TR/Prabhupada 0582 - Krişna Kalpte Oturuyor
Lecture on BG 2.21-22 -- London, August 26, 1973
O halde test sizin kendi elinizde. Maṅgala-ārati sırasında tembellik hissediyorsam, bu henüz manevi olarak gelişmediğim anlamına gelir. Ve birisi heyecan duyuyorsa, "Şimdi maṅgala-ārati zamanı, kalkıp bunu yapayım," o zaman bu spiritüeldir. Herkes test edebilir. Bhaktiḥ pareśānubhavo viraktir anyatra syāt (SB 11.2.42). Bhakti spiritüel demektir. Yüce Ruh ile temas eder etmez, viraktir anyatra syāt, artık bu maddi dünyada daha fazla zevk yoktur. O halde Kṛṣṇa orada. Kṛṣṇa aynı zamanda kalbinizde oturuyor, ve bende kalpte oturuyorum, tıpkı aynı barda ki iki arkadaş gibi. Bu da Upaniṣad'larda anlatılıyor. Samāne vṛkṣe puruṣo nimagnaḥ. Eşit olarak aynı seviyede oturuyorlar. Nimagnaḥ. Kuş ağacın meyvesini yiyiyor, ve jīva ruh, canlı varlık da meyvesel eylemini gerçekleştiriyor. Kṣetra-jña. BUnların hepsi tarif edilir. Kṣetra-jñaṁ cāpi māṁ viddhi sarva-kṣetreṣu bhārata (BG 13.3). Sahip olan ve işgal eden. Ben bu bedeni işgal edenim ve sahibi de Kṛṣṇa'dır. Bu nedenle Kṛṣṇa'nın bir diğer adı da Hṛṣīkeśa'dır. Hṛṣīkeśa. Dolayısıyla O benim elimin, bacağımın ve gözlerimin, herşeyin, tüm duyularımın asıl sahibi. Ben sadece işgal edenim. Ben sahibi değilim. Ama bunu unuttum. Tıpkı kiralık bir dairede, sizin oturan kişi olmanıza benzer. Odayı işgal etmek için size ehliyet verilmiştir. Siz sahibi değilsinizdir. Ama sahibi olduğunu düşünürseniz, bu tena eva sa ucyate (BG 3.12) dir, hemen yanlış bir şekilde yönlenmiş olur.

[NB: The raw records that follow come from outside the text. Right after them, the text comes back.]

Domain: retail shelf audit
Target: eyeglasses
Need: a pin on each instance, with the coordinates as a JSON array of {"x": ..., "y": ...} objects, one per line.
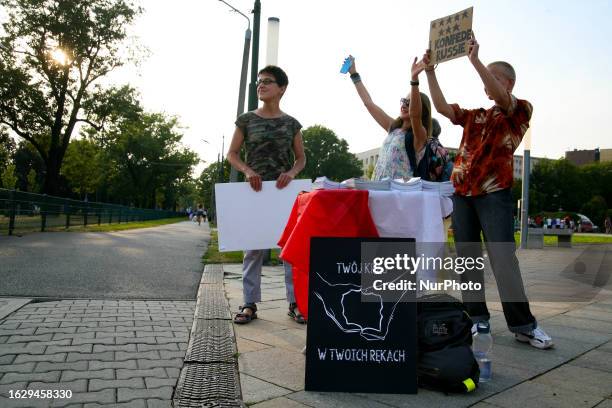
[{"x": 265, "y": 81}]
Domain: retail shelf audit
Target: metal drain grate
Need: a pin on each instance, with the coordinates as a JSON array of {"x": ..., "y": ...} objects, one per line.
[
  {"x": 227, "y": 403},
  {"x": 207, "y": 349},
  {"x": 211, "y": 382},
  {"x": 212, "y": 328},
  {"x": 212, "y": 309},
  {"x": 212, "y": 274}
]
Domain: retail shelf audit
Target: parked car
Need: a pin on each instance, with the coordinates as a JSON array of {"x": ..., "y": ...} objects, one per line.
[{"x": 585, "y": 224}]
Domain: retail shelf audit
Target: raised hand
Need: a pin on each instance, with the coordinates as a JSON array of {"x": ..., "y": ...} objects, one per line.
[
  {"x": 417, "y": 68},
  {"x": 473, "y": 48},
  {"x": 254, "y": 179},
  {"x": 283, "y": 180},
  {"x": 427, "y": 60},
  {"x": 352, "y": 69}
]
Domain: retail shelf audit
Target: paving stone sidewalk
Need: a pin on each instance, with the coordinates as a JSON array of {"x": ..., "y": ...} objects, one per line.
[
  {"x": 107, "y": 353},
  {"x": 576, "y": 373}
]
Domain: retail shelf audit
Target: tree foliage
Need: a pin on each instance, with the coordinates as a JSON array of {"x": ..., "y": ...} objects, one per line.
[
  {"x": 327, "y": 155},
  {"x": 52, "y": 54},
  {"x": 81, "y": 167},
  {"x": 216, "y": 172}
]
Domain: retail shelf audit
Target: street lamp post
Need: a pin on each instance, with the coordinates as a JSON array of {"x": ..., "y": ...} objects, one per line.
[
  {"x": 525, "y": 195},
  {"x": 243, "y": 76},
  {"x": 254, "y": 57}
]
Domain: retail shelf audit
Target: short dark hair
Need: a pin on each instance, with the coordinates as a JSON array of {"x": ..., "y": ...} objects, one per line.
[
  {"x": 279, "y": 75},
  {"x": 506, "y": 69}
]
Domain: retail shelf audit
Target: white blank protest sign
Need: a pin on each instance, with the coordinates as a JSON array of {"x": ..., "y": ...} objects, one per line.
[{"x": 254, "y": 220}]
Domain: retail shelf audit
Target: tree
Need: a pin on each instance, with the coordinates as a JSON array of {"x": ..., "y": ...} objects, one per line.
[
  {"x": 327, "y": 155},
  {"x": 53, "y": 52},
  {"x": 82, "y": 166},
  {"x": 145, "y": 160},
  {"x": 206, "y": 182},
  {"x": 26, "y": 161},
  {"x": 32, "y": 181},
  {"x": 9, "y": 180},
  {"x": 7, "y": 151},
  {"x": 596, "y": 209},
  {"x": 556, "y": 184}
]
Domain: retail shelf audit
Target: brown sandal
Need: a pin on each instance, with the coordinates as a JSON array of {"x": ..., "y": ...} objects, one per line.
[
  {"x": 295, "y": 314},
  {"x": 243, "y": 317}
]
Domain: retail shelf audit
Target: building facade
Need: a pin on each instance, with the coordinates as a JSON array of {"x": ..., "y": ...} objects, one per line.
[{"x": 582, "y": 157}]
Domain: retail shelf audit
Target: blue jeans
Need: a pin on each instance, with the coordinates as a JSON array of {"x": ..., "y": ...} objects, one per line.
[
  {"x": 492, "y": 215},
  {"x": 251, "y": 277}
]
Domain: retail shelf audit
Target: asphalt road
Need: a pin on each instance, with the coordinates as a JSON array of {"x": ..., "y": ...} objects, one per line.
[{"x": 153, "y": 263}]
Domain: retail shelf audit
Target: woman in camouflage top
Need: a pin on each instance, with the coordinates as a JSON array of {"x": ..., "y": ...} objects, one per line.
[{"x": 274, "y": 151}]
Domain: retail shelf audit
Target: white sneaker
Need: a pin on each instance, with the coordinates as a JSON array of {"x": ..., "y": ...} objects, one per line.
[
  {"x": 537, "y": 338},
  {"x": 475, "y": 326}
]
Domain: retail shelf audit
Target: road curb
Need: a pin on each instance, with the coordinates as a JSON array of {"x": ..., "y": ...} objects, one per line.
[{"x": 209, "y": 377}]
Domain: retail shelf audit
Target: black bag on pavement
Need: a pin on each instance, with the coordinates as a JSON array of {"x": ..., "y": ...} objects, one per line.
[{"x": 445, "y": 359}]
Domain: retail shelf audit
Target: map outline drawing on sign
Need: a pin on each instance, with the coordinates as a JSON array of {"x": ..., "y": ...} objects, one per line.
[{"x": 368, "y": 333}]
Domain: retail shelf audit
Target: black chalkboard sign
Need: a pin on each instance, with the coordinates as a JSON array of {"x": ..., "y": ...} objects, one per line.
[{"x": 356, "y": 340}]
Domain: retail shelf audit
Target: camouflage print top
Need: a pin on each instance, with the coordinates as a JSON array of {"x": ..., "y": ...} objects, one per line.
[{"x": 268, "y": 143}]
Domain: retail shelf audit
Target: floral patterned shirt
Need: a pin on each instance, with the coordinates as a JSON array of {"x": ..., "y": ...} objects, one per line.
[{"x": 484, "y": 163}]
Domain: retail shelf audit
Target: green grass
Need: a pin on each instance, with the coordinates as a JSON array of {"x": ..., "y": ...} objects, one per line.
[
  {"x": 32, "y": 224},
  {"x": 550, "y": 240},
  {"x": 213, "y": 256},
  {"x": 125, "y": 225}
]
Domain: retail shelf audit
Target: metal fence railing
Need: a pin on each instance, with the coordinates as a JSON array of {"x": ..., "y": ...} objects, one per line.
[{"x": 21, "y": 211}]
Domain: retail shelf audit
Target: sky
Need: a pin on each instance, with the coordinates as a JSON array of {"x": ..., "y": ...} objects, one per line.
[{"x": 561, "y": 52}]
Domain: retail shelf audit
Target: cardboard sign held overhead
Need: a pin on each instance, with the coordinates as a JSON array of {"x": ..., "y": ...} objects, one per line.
[{"x": 449, "y": 36}]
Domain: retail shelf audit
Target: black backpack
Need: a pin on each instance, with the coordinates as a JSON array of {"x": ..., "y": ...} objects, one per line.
[
  {"x": 435, "y": 164},
  {"x": 445, "y": 359}
]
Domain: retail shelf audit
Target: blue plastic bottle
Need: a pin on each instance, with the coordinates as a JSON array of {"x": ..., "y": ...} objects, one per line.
[
  {"x": 348, "y": 61},
  {"x": 482, "y": 344}
]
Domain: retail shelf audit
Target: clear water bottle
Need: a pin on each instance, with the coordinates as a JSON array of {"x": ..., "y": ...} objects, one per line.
[{"x": 482, "y": 344}]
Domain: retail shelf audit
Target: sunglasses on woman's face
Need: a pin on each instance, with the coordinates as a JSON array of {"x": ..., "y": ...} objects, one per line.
[{"x": 265, "y": 81}]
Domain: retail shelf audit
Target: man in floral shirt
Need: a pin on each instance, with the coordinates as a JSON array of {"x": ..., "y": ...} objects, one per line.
[{"x": 482, "y": 177}]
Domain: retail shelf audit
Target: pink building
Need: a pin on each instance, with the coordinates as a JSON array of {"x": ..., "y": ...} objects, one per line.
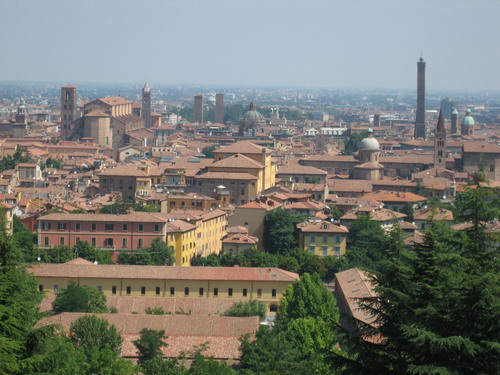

Dolayısıyla ister bu bedeni veya ülkeyi, ister ulusu ya da dünyayı veya evreni ele alın, hiçbir şey size ait değil. Sahibi Kṛṣṇa^dır. Sahibi sarva-loka-maheśvaram (BG 5.29) dır. Kṛṣṇa der ki, "Sahibi Benim." Dolayısıyla hata bizim sahibini tanımamamı ve işgal etmiş olduğumuz halde oturma hakkımızı uygunsuz bir şekilde kullanmamızdır. Bu maddi koşuldur. Uygunsuz. Yoksa, yönlendirme orda, yönetici orda oturuyor. O daima size yardım ediyor. Lakin hastalık bizim sabibi olduğumuzu iddia edip kendi keyfimize göre hareket etmek istememizdir, ve bu da maddi durum. Benim işim sahibi için çalışmak, kendim için değil. Bu endenle benim pozisyonum, konumum... Kṛṣṇa beni yaratmış, yaratılış değil ama Kṛṣṇa ile beraber hepimiz orda varız. Lakin biz ebedi hizmetkarlarız. Tıpkı bu bedenle beraber, parmağın da doğmuş olması gibi. Parmak ayrı doğmadı. Ben doğduğum da parmaklarım da doğdu. Benzre şekilde Kṛṣṇa ordayken, Kṛṣṇa asla doğmamıştır. O zaman biz de asla doğmadık. Na hanyate hanyamāne śarīre (BG 2.20). Çok basit bir felsefe. Bizler Kṛṣṇa'nın önemli parçaları olduğumuz için. Kṛṣṇa doğarsa, o zaman ben de doğarım. Kṛṣṇa doğmamışsa, o zaman ben de doğmamışımdır. Kṛṣṇa ajadır, o halde bizler de ajayız. Ajam avyayam Kṛṣṇa ölümsüzdür, değişmez. Bizler de değişmeziz, çünkü Tanrının önemli küçük parçalarıyız. O halde neden önemli paröalar var? Neden elim var? Çünkü ona ihtiyacım var. Elimin yardımına ihtiyacım var, parmağımın yardımına ihtiyacım var. Gerekli. Hergeleler, "Tanrı neden bizi yarattı?" diyor. Hergele, gerekli. Çünkü O Tanrı, sizin hizmetinizi istiyor. Tıpkı büyük bir adamın bir sürü hizmetkar tutması gibi. Bir hergele, "Neden o kadar çok hizmetkar tutuyorsun?" diye sorarsa. Ve "Çünkü ben büyük bir adamım, istiyorum!" Basit felsefe. Benzer şekilde, eğer Tanrı yüce otoriteyse, o zaman bir sürü asistanı olmalı. Yoksa, nasıl idare edecek?